Il avait vu la mort, et celle-ci n’aurait pas dû le surprendre : il fut néanmoins scandalisé par ce qui sortit de sa boîte aux lettres vingt ans plus tard, entre les murs sanctifiés de son bureau et les frontières soigneusement définies, bien que de plus en plus fragiles, de sa vie d’adulte.

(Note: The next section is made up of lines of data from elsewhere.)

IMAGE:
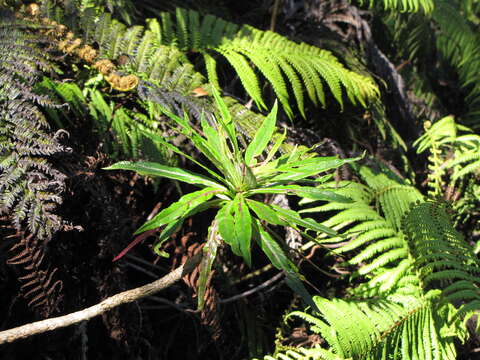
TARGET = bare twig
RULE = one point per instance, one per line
(39, 327)
(254, 290)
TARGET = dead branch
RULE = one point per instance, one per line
(39, 327)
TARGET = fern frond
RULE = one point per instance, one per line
(285, 64)
(443, 259)
(426, 6)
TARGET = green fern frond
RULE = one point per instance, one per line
(426, 6)
(398, 327)
(285, 64)
(443, 259)
(316, 353)
(459, 43)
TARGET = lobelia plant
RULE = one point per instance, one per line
(243, 173)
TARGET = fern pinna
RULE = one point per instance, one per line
(420, 277)
(283, 63)
(30, 187)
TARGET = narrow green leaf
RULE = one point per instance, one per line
(265, 212)
(262, 136)
(226, 227)
(243, 227)
(303, 191)
(273, 251)
(161, 140)
(278, 259)
(209, 254)
(278, 142)
(293, 217)
(179, 209)
(155, 169)
(169, 230)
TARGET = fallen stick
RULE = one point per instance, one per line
(42, 326)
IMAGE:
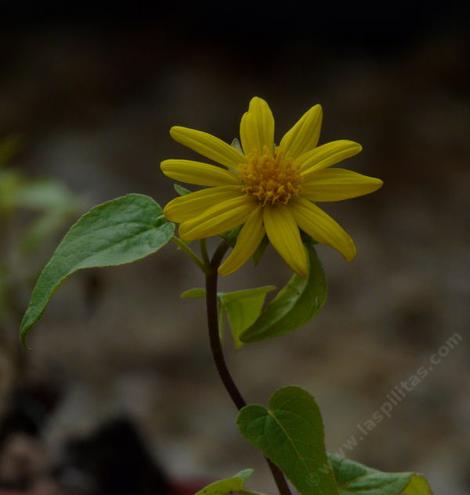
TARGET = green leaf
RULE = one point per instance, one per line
(119, 231)
(243, 308)
(228, 485)
(260, 250)
(195, 293)
(354, 478)
(290, 433)
(182, 191)
(294, 305)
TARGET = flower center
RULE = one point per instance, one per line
(272, 179)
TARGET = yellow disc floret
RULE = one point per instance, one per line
(270, 178)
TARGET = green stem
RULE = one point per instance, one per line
(186, 249)
(218, 353)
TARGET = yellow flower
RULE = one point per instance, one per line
(269, 189)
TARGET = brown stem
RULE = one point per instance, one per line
(218, 353)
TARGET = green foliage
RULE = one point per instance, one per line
(354, 478)
(242, 308)
(294, 305)
(290, 433)
(235, 484)
(195, 293)
(119, 231)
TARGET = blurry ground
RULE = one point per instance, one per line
(94, 107)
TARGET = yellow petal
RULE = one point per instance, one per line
(248, 240)
(217, 219)
(321, 227)
(201, 174)
(284, 235)
(304, 135)
(336, 184)
(191, 205)
(257, 127)
(327, 155)
(207, 145)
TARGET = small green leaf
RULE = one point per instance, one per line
(181, 190)
(195, 293)
(228, 485)
(354, 478)
(290, 433)
(119, 231)
(260, 250)
(294, 305)
(243, 308)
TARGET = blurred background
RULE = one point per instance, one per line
(120, 364)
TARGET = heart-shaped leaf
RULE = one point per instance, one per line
(235, 484)
(119, 231)
(294, 305)
(353, 478)
(290, 433)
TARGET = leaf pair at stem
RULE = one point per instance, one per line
(290, 431)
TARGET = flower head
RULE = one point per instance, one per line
(267, 189)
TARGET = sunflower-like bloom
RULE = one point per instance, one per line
(269, 189)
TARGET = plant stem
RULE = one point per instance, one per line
(186, 249)
(218, 353)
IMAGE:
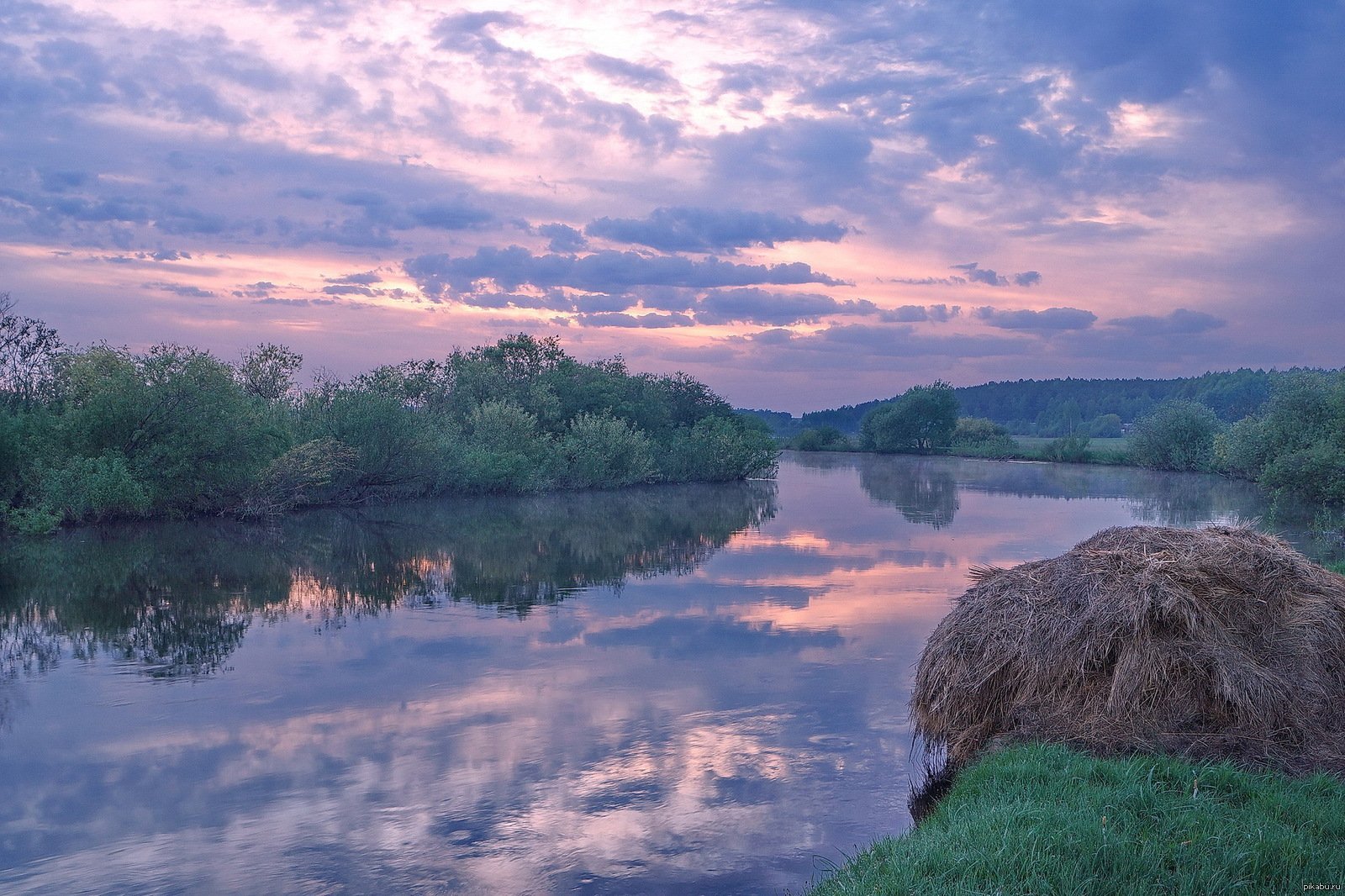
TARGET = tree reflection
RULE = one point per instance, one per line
(921, 488)
(179, 598)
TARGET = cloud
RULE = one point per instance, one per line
(631, 74)
(367, 279)
(177, 288)
(562, 237)
(611, 272)
(646, 322)
(1047, 319)
(1180, 322)
(820, 158)
(447, 215)
(916, 314)
(973, 272)
(681, 229)
(470, 33)
(773, 308)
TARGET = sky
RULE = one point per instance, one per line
(800, 202)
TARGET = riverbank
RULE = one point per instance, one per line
(1048, 820)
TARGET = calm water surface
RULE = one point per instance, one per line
(665, 690)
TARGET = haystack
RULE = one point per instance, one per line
(1219, 643)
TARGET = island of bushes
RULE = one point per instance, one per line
(1290, 437)
(98, 434)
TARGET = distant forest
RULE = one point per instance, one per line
(100, 434)
(1053, 408)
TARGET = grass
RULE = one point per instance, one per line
(1094, 444)
(1048, 820)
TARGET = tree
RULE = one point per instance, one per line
(29, 353)
(268, 372)
(1179, 435)
(919, 421)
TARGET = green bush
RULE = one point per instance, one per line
(923, 419)
(984, 437)
(820, 439)
(1179, 435)
(1069, 450)
(604, 452)
(504, 451)
(94, 488)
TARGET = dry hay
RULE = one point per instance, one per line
(1212, 643)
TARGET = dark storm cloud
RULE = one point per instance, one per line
(611, 272)
(683, 229)
(1179, 322)
(1026, 319)
(631, 74)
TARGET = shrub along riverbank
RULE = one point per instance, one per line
(100, 434)
(1291, 444)
(1049, 820)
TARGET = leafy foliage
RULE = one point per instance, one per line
(1297, 444)
(923, 419)
(1179, 435)
(104, 432)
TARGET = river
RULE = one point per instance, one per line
(685, 689)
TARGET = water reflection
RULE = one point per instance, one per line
(417, 698)
(179, 598)
(921, 488)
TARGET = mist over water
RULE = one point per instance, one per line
(659, 690)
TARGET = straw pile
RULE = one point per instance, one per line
(1217, 643)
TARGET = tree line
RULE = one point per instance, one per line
(1293, 443)
(104, 432)
(1051, 408)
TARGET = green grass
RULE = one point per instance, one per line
(1094, 444)
(1048, 820)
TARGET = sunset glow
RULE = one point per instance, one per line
(800, 203)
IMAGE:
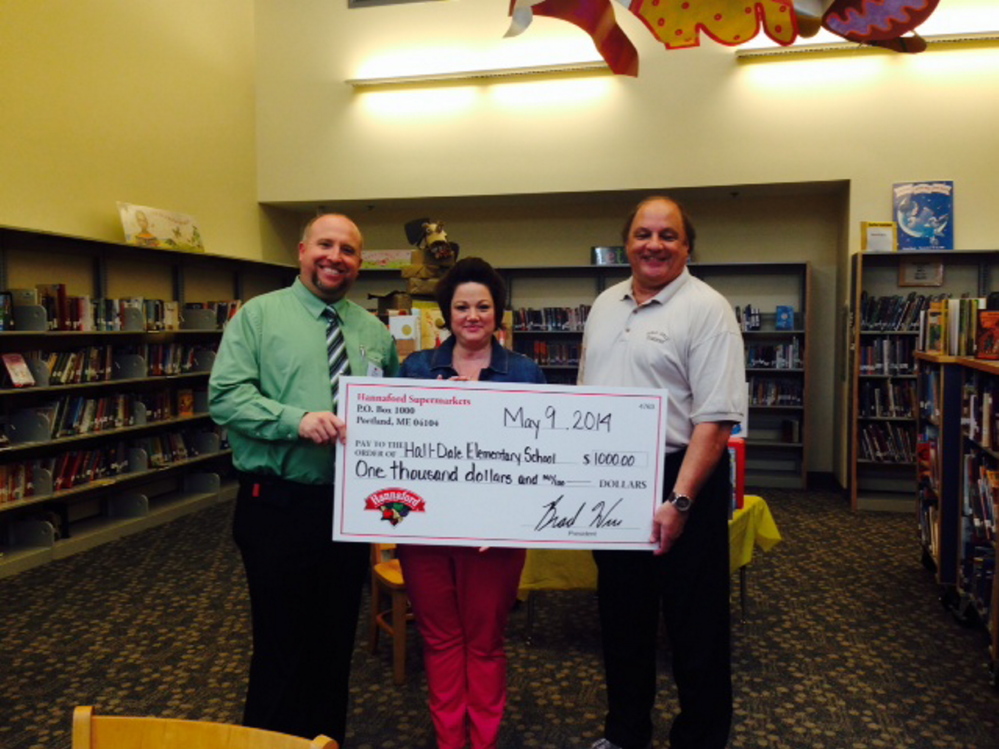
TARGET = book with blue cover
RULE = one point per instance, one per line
(924, 212)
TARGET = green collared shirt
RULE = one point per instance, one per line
(271, 370)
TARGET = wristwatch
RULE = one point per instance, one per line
(680, 501)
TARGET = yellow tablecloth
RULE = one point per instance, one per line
(547, 569)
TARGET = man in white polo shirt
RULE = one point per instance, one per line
(663, 328)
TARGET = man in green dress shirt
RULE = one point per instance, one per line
(270, 386)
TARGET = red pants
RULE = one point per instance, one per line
(462, 599)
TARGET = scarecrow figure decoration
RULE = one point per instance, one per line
(434, 255)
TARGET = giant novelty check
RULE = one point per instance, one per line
(497, 464)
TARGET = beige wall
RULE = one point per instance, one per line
(154, 103)
(692, 119)
(145, 102)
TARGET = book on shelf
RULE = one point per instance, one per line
(924, 212)
(17, 371)
(6, 311)
(185, 402)
(936, 328)
(52, 296)
(784, 319)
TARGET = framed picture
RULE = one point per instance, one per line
(920, 273)
(153, 227)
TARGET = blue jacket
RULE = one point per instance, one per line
(504, 366)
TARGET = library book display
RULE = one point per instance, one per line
(107, 350)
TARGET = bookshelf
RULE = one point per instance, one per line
(777, 369)
(887, 291)
(114, 436)
(977, 500)
(938, 435)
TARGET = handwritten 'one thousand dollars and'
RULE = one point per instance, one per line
(498, 464)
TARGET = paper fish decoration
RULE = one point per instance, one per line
(680, 23)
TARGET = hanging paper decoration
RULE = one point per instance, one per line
(680, 23)
(595, 17)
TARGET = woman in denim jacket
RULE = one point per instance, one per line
(462, 596)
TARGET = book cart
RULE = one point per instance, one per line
(109, 432)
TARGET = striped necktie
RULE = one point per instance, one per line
(336, 350)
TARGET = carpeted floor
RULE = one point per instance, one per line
(847, 646)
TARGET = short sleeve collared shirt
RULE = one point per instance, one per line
(685, 340)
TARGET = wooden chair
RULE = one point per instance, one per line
(386, 577)
(112, 732)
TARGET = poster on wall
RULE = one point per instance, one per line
(924, 212)
(154, 227)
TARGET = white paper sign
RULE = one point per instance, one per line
(497, 464)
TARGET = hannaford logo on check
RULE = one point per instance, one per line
(395, 504)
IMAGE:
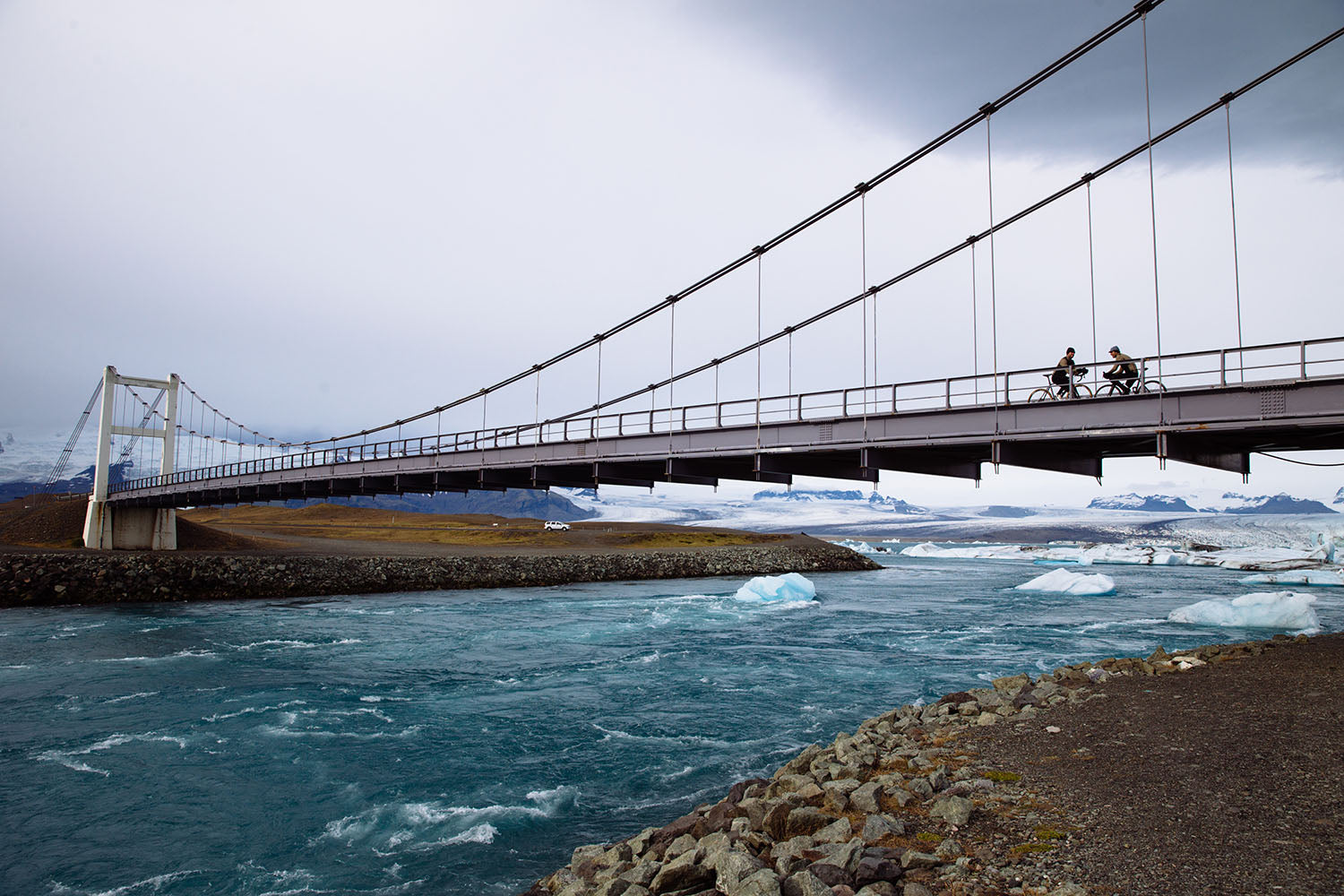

Deux jours auparavant, il avait reçu, bref et interrompu, le coup de téléphone de Lise.

C’était tard dans la soirée. Brian venait de rentrer chez lui après une de ces fastidieuses réceptions au consulat, où il lui avait fallu prendre plusieurs verres dans la résidence du consul en bavardant avec les personnes habituelles. Brian buvait peu, mais cela lui montait à la tête, aussi laissa-t-il son automobile le ramener. Il rentra donc lentement mais sûrement – la voiture interprétait bêtement au sens propre les limitations de vitesse et n’empruntait que les rares rues équipées pour la conduite automatique – à son domicile… à l’appartement qu’il avait partagé avec Lise, et qui baignait par conséquent dans une atmosphère de claustrophobie et de quelque chose qui aurait pu être du désespoir s’il n’avait été aussi confortablement meublé. Brian se doucha avant d’aller se coucher, et tandis qu’il s’essuyait avec une serviette-éponge, il écouta le silence de la ville en se demandant : suis-je à l’intérieur ou à l’extérieur du cercle ?

Le téléphone sonna au moment où il éteignait les lumières. Il approcha de son oreille le combiné gris en forme de coin et reconnut la voix.

Il essaya de la prévenir. Elle dit des choses qu’il ne comprit pas sur le moment.

Puis la communication fut interrompue.

Il aurait sans doute dû aller trouver Sigmund et Weil pour leur en parler, mais ne le fit pas. Ne le put pas. C’était un message personnel. Destiné à lui et à lui seul. Sigmund et Weil pouvaient s’en passer. Tôt le lendemain matin, dans son bureau, il pensa à Lise et à l’échec de leur mariage. Il décrocha ensuite son téléphone et appela Pieter Kirchberg, son contact à la division Sécurité et Application de la loi au Gouvernement provisoire des Nations unies.

Kirchberg lui avait rendu quelques menus services par le passé et Brian lui en avait rendu davantage en retour. La côte est d’Équatoria, colonisée, était un protectorat des Nations unies, du moins dans les textes, avec un ensemble complexe de lois établies et révisées en permanence par des comités internationaux. Il n’existait rien de plus proche d’une véritable force de police officielle qu’Interpol, même si c’étaient des Casques bleus qui faisaient en général respecter la loi dans la vie quotidienne. D’où une bureaucratie davantage créatrice de paperasse que de justice et dont l’existence servait surtout à aplanir les conflits suscités par des intérêts nationaux hostiles. Pour arriver à obtenir quelque chose, il fallait connaître les bonnes personnes. Kirchberg était l’une des bonnes personnes que connaissait Brian.

Kirchberg décrocha sans tarder et Brian écouta ses inévitables récriminations – le temps, la pression des cartels pétroliers, la stupidité de ses subalternes – avant d’en arriver au fait.

Quand Kirchberg eut enfin vidé son sac, il lança : « Je veux te donner un nom.

— Super. Juste ce dont j’avais besoin. Du boulot supplémentaire. Le nom de qui ?

— Tomas Ginn. » Il l’épela.

« Et en quoi cette personne t’intéresse-t-elle ?

— Une affaire au DSG.

— Un criminel américain capable de tout ? Un vendeur de bébés-meilleurs, un marchand d’organes renégat ?

— Quelque chose comme ça.

— Je le ferai passer dès que possible. Tu me dois un verre.